Aims: Cannabidiol (CBD), the main non-intoxicating compound from the cannabis plant, is regularly used by patients with chronic pain who also take analgesics. CBD has previously been shown to inhibit CYP-mediated drug metabolism. This study aimed to characterize the potential pharmacokinetic interaction of CBD with amitriptyline and tramadol, two commonly used analgesics.

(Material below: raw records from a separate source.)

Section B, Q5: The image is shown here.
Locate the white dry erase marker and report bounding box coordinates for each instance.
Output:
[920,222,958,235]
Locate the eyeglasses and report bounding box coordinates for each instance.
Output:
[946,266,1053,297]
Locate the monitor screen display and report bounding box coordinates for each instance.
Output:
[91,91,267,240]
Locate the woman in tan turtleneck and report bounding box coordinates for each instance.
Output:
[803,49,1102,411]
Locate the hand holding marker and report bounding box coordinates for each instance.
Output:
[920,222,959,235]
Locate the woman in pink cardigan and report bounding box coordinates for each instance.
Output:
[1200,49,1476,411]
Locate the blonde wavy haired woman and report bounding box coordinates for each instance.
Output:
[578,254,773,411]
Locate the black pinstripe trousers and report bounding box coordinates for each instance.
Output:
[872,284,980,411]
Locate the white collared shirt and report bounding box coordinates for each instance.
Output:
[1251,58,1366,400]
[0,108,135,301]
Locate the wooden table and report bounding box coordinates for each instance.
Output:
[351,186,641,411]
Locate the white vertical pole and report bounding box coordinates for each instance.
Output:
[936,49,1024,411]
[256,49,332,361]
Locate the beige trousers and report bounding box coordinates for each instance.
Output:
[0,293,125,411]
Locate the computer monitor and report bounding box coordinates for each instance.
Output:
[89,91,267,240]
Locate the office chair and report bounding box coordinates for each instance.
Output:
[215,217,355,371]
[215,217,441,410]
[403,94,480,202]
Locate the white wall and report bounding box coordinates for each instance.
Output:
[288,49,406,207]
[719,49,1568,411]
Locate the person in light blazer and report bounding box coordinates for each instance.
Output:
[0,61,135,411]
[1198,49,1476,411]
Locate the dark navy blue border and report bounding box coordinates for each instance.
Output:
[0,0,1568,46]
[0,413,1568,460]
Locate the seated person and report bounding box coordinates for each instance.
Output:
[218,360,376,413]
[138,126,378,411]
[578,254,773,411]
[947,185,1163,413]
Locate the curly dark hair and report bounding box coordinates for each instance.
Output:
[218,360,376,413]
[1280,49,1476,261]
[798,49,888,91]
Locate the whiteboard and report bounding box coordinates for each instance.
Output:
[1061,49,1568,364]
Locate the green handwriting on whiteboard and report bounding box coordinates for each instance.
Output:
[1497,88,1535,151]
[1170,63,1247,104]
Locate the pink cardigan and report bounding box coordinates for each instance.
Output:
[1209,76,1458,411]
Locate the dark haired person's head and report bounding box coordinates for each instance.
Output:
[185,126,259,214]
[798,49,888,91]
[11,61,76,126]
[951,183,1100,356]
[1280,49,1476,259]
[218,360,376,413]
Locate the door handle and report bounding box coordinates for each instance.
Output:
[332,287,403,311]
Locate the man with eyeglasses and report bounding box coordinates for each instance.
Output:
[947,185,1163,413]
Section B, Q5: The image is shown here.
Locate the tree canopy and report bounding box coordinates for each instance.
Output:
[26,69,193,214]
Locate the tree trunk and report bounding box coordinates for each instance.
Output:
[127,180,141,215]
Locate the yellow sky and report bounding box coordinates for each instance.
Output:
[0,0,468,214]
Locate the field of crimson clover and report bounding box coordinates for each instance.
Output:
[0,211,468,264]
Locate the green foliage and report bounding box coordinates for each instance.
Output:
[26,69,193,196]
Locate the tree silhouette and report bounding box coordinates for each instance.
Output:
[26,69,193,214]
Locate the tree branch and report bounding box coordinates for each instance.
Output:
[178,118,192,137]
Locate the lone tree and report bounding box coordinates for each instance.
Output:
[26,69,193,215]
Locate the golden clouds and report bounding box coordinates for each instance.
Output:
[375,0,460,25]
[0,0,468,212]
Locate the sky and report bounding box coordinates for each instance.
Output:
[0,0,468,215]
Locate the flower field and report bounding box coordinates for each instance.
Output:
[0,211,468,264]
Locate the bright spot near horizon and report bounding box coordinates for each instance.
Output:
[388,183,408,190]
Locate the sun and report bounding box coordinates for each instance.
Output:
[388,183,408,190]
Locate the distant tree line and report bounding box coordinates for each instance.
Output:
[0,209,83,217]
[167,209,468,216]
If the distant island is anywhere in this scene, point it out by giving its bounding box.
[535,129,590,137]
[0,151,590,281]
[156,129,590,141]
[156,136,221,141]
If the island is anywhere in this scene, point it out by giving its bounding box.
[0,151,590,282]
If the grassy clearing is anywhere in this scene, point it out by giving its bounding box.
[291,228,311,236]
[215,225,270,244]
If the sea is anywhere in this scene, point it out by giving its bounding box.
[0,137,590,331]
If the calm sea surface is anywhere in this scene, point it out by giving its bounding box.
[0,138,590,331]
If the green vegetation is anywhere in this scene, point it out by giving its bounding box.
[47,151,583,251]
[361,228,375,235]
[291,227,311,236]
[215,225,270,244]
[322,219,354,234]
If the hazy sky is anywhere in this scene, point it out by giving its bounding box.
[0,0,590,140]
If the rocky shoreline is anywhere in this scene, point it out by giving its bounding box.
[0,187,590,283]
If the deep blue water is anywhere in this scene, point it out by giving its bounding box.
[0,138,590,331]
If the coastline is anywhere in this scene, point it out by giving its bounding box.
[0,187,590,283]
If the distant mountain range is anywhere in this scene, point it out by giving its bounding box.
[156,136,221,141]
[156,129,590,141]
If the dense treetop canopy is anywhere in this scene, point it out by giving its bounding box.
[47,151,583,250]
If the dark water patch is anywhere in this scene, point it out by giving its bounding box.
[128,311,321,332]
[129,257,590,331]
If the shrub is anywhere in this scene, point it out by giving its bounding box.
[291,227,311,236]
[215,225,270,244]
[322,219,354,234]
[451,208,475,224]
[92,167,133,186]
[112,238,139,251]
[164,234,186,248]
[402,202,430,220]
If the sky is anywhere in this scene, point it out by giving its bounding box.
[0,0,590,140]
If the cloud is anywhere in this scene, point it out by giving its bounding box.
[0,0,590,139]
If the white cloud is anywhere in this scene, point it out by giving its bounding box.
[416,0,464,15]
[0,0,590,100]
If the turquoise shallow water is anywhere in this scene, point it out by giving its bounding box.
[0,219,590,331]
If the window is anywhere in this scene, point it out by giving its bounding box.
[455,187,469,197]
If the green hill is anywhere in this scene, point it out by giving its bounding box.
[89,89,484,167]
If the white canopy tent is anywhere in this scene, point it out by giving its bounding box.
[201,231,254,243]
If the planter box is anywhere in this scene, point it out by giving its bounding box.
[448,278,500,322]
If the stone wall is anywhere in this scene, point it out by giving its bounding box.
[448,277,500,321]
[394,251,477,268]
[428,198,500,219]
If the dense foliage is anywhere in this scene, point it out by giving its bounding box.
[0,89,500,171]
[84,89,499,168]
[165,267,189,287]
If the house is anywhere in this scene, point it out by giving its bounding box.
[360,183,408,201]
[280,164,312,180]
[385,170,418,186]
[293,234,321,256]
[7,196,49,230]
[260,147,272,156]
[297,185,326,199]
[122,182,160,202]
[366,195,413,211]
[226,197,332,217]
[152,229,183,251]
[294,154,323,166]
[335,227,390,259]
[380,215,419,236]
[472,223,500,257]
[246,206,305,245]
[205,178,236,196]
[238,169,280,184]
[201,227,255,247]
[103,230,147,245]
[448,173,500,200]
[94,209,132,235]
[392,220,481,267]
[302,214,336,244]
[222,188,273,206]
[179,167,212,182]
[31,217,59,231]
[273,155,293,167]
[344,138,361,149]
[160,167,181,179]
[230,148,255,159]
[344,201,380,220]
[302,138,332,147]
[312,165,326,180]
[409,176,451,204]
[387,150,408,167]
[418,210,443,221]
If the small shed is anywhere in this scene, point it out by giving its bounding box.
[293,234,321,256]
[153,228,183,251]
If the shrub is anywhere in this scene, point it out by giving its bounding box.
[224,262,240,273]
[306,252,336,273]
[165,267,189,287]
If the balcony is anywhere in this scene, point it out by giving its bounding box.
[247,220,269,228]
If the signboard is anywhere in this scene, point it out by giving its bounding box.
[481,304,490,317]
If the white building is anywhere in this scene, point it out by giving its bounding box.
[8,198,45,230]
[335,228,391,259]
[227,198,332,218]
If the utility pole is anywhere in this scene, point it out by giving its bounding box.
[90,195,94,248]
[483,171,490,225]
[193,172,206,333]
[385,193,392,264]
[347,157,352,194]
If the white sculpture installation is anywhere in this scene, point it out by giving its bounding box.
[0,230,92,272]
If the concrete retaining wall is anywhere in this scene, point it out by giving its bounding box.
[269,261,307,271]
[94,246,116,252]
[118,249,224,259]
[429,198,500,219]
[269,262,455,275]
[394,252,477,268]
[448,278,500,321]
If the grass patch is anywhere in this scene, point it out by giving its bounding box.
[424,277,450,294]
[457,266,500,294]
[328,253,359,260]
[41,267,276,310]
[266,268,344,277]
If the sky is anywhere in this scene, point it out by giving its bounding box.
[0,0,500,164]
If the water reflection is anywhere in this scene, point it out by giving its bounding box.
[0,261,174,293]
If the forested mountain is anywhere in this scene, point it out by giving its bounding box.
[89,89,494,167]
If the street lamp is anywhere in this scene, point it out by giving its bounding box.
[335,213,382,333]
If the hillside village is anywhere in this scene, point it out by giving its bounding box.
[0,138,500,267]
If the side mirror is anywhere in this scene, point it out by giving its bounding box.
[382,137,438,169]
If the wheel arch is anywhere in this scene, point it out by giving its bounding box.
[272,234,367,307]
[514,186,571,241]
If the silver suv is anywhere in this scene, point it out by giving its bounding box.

Methods: This was an open-label, fixed-sequence, 2-way crossover study in 13 healthy participants. On Day 1, 25 mg amitriptyline and 50 mg tramadol were co-administered orally in a fasted condition, followed by a 7-day washout period. On Day 8, 30 mg CBD was administered orally 1 h prior to amitriptyline and tramadol. Pharmacokinetic sampling was performed for CBD, amitriptyline, tramadol and their respective active metabolites nortriptyline and O-desmethyltramadol for up to 24 h post-dose. The areas under the curve (AUCs) were compared between visits using a mixed effects model.

Results: Twelve participants (4M/8F) completed the study; one participant (M) dropped out for personal reasons. CBD significantly increased the AUC_0-24h (least square means [LSM] ratio 1.13, 95% CI: 1.01, 1.26, p = 0.033) and the C_max (LSM ratio 1.17, 95% CI: 1.01, 1.36, p = 0.041) of amitriptyline. CBD did not significantly change the AUC_0-24h and C_max of nortriptyline and tramadol, and the C_max of O-desmethyltramadol.

Conclusions: A single dose of 30 mg CBD significantly influenced the metabolism of amitriptyline in healthy volunteers. In patients, CBD-induced drug interactions may be more pronounced in chronic dosing and dependent upon prandial status.

Keywords: CBD; CYP2C19; DDI; amitriptyline; cannabidiol; interaction; tramadol.